I love the views you get from your vineyard, nice scenery!


----------



## MeadowStationVines (Oct 23, 2017)

Thanks!
We will plant something in the alleys just not sure what yet. I would like to plant a cover crop that adds nutrients back into soil but have not really spent much time researching yet as I read somewhere that it is best to wait until year 3 so there is no competition with the vines. So for now we will keep tilling the dirt.


----------



## CTDrew (Oct 23, 2017)

Looking really nice, before you know it you will be harvesting! I like fescues and clovers here in the east as they are easy to keep mowed. I don't know what would be best for you but something that takes mowing makes easy upkeep and looks nice too.


----------



## VillaVino (Nov 7, 2017)

Be careful. Your 80 will turn into 800. I have Marquettes, Briana and Louise Swensons too. The marq will want to bud first. Brianas bud early too. The LS will wait until later. Where are you located?


----------



## MeadowStationVines (Jun 12, 2018)

Well I have finally found time to get back to the forum. Spring is a crazy busy time at our property and adding a vineyard didn’t help with that much.

Winter was pretty rough on our vines. It wasn’t a particularly cold winter but we had that snow in Oct that ended the growing season last year and then we didn’t get much moisture until January. We pruned in mid-April as our average last frost is early May which seemed like it worked well as we didn’t have any bud burst until mid-May….. But then we just didn’t have much bud burst. As of this past weekend we have 36 vines that show no real signs of life. Thought the wood looked good when we pruned but maybe not. The Arandells are the worst, 18 of the 20 vines appear to have no growth.

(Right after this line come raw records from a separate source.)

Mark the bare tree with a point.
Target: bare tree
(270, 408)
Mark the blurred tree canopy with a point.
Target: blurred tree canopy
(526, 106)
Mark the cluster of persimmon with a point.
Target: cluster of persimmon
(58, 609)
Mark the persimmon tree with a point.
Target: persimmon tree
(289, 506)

The wife dug around them a bit and thinks they are still alive so I’m not going to rip them out, don’t have any replacements this year anyways. We will see.

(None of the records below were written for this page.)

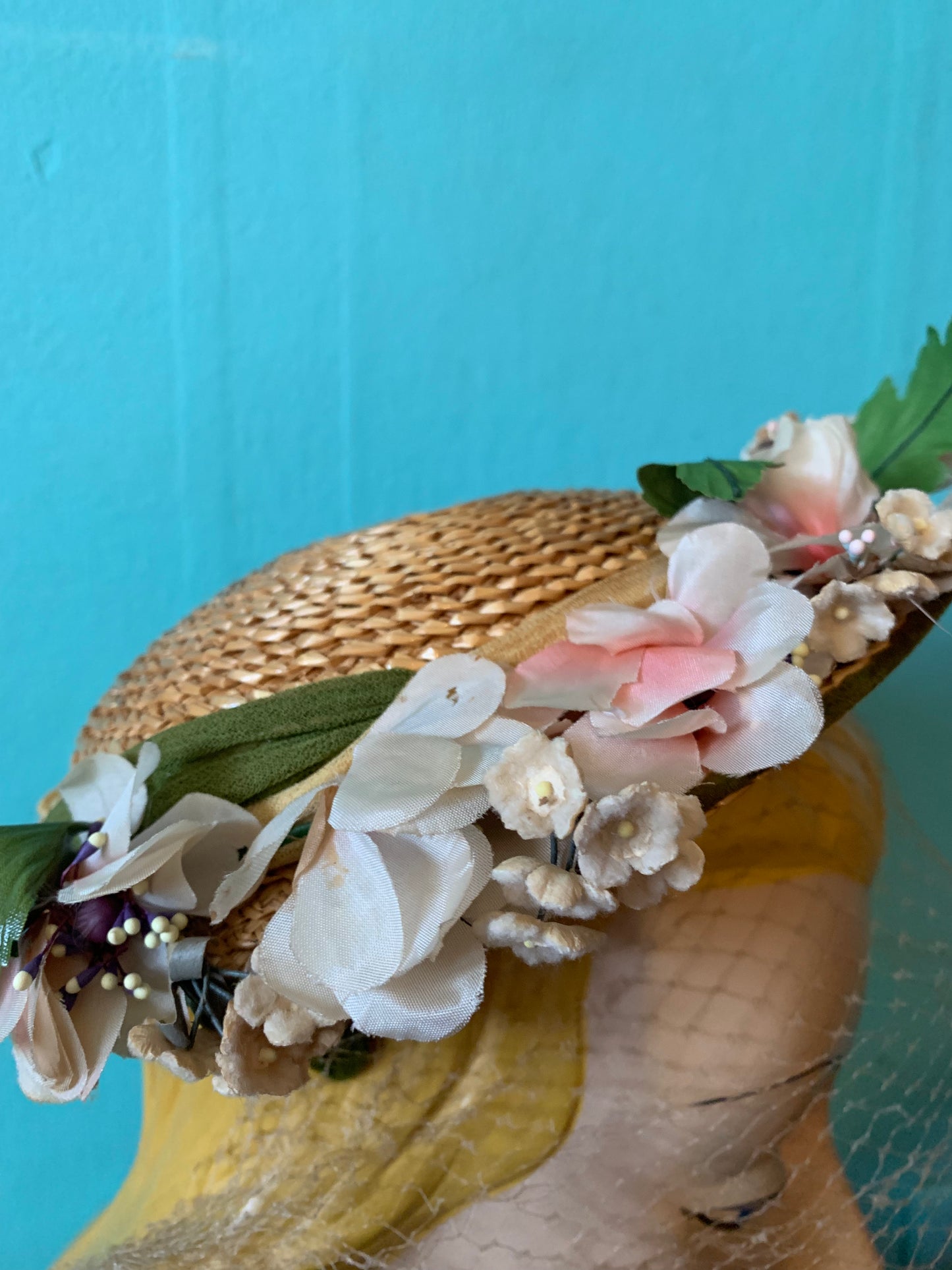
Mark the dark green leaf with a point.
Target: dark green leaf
(661, 488)
(348, 1058)
(901, 441)
(32, 857)
(669, 487)
(727, 479)
(266, 746)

So this is year two for my vines so it is trunk training year. I have decided to double trunk my vines and I have 2 Marquettes that only have 2 canes growing (probably some poor pruning on my part) and they both appear to be bull canes. Longer internode sections and somewhat oval rather than round and one of them is 6’ already. Looking for suggestions on how to handle, it seems I don’t want to use these for my trunks but at this point I don’t really have other canes to choose from. Should I let them grown and hope another cane appears that I can use for a trunk and prune the bull next spring?

As always thank you for your advice.


----------